Brown professor says decline in fishery production's due to climate change

The lake, which holds approximately 15 percent of the world’s freshwater and is one of the planet’s most biologically diverse lakes.
The lake, which holds approximately 15 percent of the world’s freshwater and is one of the planet’s most biologically diverse lakes. | File photo

A recent study on fishery production in Lake Tanganyika in southeast Africa found that human-caused climate change is warming water temperatures and decreasing the lake’s fish population.

“We found that lake warming, and particularly the unprecedented warming in the last 100 years, has resulted in large declines in the abundance of fish, snails and other organisms,” Brown associate professor of Earth, Environmental and Planetary Sciences Jim Russel, who co-authored the study with Arizona professor Andrew Cohen, said. “The fish decline started before there was much commercial fishing in the lake, which ramped up in the middle of the last century. So we were able to conclude that temperature plays a major role in the decline, not just overfishing.”
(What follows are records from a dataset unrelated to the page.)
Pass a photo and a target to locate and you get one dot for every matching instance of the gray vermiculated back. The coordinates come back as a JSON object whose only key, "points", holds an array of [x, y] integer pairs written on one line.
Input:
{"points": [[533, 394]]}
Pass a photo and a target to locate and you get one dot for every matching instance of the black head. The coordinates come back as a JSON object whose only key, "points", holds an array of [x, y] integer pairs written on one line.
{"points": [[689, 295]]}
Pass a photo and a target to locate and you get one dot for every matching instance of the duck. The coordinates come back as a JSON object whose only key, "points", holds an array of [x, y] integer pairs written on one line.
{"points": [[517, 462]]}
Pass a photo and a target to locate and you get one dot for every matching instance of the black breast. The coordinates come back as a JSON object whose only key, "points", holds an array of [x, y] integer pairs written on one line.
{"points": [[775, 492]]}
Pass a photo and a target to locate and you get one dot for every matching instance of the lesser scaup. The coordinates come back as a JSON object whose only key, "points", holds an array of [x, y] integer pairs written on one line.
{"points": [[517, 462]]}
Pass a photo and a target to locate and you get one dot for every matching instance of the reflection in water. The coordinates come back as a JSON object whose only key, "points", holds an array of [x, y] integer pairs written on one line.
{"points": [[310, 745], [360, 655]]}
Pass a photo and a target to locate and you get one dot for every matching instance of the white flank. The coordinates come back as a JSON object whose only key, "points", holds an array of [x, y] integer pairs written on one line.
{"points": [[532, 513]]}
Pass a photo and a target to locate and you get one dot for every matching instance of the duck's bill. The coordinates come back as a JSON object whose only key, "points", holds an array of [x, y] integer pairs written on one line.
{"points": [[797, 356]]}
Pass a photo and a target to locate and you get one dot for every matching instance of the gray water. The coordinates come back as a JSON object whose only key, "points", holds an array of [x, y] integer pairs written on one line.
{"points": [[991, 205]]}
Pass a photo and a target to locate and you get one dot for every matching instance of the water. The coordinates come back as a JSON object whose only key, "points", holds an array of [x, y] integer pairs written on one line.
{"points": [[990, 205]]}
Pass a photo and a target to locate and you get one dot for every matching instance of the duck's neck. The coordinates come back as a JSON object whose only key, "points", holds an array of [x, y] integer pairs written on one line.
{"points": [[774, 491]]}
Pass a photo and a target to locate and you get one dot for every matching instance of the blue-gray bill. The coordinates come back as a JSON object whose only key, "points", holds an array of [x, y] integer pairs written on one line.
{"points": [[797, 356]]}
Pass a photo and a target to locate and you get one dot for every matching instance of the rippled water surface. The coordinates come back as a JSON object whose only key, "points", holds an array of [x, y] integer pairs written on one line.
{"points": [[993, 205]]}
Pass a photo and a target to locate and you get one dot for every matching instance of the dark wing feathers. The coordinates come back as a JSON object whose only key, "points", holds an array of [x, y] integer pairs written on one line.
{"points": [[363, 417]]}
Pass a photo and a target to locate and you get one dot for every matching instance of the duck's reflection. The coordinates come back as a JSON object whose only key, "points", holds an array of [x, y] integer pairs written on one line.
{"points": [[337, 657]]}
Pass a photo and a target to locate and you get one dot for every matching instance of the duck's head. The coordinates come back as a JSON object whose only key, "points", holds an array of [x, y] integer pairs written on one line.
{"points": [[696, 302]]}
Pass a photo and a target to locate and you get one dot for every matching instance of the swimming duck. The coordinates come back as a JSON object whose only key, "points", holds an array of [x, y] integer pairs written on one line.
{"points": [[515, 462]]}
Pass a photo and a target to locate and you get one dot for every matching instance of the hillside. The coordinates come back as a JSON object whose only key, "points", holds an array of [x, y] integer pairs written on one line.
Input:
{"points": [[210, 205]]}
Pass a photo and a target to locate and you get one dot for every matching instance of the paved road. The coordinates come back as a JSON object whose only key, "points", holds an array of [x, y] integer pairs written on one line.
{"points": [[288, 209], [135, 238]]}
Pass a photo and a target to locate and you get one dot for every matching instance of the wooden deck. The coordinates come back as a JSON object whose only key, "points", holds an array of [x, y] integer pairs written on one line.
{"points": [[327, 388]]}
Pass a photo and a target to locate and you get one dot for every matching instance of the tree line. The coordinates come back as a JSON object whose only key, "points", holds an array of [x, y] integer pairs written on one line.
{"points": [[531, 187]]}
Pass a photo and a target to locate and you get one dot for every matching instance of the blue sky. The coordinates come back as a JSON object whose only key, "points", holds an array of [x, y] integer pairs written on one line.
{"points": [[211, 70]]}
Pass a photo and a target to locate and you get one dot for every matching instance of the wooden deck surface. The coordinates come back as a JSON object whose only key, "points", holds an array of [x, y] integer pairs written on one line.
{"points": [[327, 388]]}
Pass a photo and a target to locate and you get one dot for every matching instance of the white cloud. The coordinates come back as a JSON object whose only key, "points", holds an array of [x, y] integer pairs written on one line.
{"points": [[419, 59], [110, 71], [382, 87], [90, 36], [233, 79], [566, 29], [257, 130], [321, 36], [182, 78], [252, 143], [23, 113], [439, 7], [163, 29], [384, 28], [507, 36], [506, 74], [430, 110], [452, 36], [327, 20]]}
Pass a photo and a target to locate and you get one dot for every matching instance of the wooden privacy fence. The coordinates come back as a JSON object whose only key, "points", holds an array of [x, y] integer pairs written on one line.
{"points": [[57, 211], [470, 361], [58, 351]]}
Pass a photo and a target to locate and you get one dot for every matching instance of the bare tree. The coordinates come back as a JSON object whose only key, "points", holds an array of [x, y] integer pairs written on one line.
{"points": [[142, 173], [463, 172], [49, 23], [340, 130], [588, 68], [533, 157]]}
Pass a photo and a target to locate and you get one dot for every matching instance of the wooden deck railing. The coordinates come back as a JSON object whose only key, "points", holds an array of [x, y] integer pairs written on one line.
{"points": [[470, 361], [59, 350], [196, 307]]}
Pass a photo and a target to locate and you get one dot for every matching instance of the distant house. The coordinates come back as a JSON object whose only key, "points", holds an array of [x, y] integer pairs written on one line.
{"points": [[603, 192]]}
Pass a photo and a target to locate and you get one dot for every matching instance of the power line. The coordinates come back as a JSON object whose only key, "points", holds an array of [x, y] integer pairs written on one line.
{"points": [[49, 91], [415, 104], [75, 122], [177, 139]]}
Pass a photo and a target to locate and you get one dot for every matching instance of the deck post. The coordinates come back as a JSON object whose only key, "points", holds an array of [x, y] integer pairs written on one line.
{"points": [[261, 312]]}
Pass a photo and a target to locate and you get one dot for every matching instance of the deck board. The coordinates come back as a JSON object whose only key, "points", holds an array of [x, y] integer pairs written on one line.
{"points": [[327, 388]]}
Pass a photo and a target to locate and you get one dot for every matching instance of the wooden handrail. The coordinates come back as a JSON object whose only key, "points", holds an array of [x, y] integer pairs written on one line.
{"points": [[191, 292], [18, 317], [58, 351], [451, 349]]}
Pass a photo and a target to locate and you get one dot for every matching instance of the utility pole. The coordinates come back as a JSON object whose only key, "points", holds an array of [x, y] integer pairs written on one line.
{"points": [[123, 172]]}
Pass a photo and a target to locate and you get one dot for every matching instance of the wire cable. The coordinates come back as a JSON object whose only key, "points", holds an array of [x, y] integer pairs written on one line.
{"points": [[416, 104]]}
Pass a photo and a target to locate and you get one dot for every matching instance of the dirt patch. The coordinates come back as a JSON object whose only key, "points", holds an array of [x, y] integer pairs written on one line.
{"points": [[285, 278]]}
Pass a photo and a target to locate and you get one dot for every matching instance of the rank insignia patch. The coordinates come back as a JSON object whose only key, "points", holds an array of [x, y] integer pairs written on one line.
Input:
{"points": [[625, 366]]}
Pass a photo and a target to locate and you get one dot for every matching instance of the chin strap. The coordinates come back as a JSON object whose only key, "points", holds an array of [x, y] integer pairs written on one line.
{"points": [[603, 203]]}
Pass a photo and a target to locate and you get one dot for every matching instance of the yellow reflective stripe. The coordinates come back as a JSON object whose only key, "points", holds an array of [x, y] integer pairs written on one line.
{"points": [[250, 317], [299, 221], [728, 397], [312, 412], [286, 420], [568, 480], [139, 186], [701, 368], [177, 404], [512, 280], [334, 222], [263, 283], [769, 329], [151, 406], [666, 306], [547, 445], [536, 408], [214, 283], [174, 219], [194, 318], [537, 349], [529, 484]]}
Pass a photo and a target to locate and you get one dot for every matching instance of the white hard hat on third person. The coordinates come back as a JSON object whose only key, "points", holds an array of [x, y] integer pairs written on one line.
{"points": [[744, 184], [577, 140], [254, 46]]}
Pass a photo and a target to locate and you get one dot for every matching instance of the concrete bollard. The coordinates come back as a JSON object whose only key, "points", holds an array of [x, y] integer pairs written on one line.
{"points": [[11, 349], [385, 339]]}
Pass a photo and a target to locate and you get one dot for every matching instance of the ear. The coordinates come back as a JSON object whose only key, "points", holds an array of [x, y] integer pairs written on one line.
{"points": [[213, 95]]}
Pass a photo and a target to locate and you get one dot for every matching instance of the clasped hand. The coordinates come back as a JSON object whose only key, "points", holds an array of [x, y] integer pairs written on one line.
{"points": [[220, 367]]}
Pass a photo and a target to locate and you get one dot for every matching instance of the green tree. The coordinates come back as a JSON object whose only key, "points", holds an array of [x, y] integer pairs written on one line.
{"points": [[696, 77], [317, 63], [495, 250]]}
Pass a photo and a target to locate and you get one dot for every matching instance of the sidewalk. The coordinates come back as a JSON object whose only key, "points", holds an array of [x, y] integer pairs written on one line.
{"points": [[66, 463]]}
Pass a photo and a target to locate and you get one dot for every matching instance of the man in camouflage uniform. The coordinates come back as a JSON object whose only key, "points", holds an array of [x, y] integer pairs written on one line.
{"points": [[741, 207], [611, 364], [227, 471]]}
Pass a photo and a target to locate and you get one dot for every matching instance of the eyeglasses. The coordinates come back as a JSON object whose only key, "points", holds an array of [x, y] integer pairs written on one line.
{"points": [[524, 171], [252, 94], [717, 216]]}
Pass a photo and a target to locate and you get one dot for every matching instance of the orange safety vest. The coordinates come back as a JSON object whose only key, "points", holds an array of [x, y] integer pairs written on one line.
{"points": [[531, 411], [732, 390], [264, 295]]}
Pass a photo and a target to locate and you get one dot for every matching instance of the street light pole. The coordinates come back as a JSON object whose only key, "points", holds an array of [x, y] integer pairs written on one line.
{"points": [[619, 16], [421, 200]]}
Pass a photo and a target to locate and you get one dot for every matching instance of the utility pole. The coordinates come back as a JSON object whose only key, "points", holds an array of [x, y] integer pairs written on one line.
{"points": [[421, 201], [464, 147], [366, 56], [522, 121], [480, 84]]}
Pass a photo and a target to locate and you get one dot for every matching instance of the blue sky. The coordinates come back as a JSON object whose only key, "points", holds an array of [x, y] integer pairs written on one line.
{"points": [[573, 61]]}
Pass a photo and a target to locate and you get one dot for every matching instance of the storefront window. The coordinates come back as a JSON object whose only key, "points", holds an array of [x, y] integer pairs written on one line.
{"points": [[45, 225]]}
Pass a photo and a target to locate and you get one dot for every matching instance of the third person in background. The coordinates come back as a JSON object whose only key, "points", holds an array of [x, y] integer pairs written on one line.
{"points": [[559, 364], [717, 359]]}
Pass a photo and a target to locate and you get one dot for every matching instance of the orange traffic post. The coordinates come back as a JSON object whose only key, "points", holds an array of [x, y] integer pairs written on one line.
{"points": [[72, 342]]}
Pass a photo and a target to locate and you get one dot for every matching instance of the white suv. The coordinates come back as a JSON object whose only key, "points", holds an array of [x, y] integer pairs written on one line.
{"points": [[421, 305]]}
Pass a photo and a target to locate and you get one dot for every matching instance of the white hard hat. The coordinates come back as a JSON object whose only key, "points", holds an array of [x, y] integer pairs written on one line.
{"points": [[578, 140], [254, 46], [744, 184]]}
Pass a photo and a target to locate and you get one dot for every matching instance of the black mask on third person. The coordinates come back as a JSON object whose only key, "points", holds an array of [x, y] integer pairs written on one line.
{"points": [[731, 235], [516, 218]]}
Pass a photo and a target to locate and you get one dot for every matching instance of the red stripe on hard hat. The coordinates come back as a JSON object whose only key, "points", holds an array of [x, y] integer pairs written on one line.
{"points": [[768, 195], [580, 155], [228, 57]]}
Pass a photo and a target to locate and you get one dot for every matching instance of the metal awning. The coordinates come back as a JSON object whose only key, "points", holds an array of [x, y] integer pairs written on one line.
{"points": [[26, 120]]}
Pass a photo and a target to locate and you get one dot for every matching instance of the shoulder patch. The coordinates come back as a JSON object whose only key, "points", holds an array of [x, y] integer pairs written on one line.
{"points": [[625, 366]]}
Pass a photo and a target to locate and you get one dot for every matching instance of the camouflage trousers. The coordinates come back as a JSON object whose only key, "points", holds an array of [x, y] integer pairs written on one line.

The lake, which holds approximately 15 percent of the world’s freshwater and is one of the planet’s most biologically diverse lakes, is also a critical fishery, serving as a food and revenue source for millions of people.

“Tanganyika’s fish stocks are under pressure from both climate change and overfishing," Russel said. "The fishery will have to be managed via catch limits or similar mechanisms that take climate-driven fish declines into account. Perhaps more importantly, the surest way to mitigate the impacts of climate change is to limit the magnitude of climate change itself…It is critically important that the United States and other countries meet their emissions targets to mitigate the impacts of climate change on ecosystems such as Lake Tanganyika.”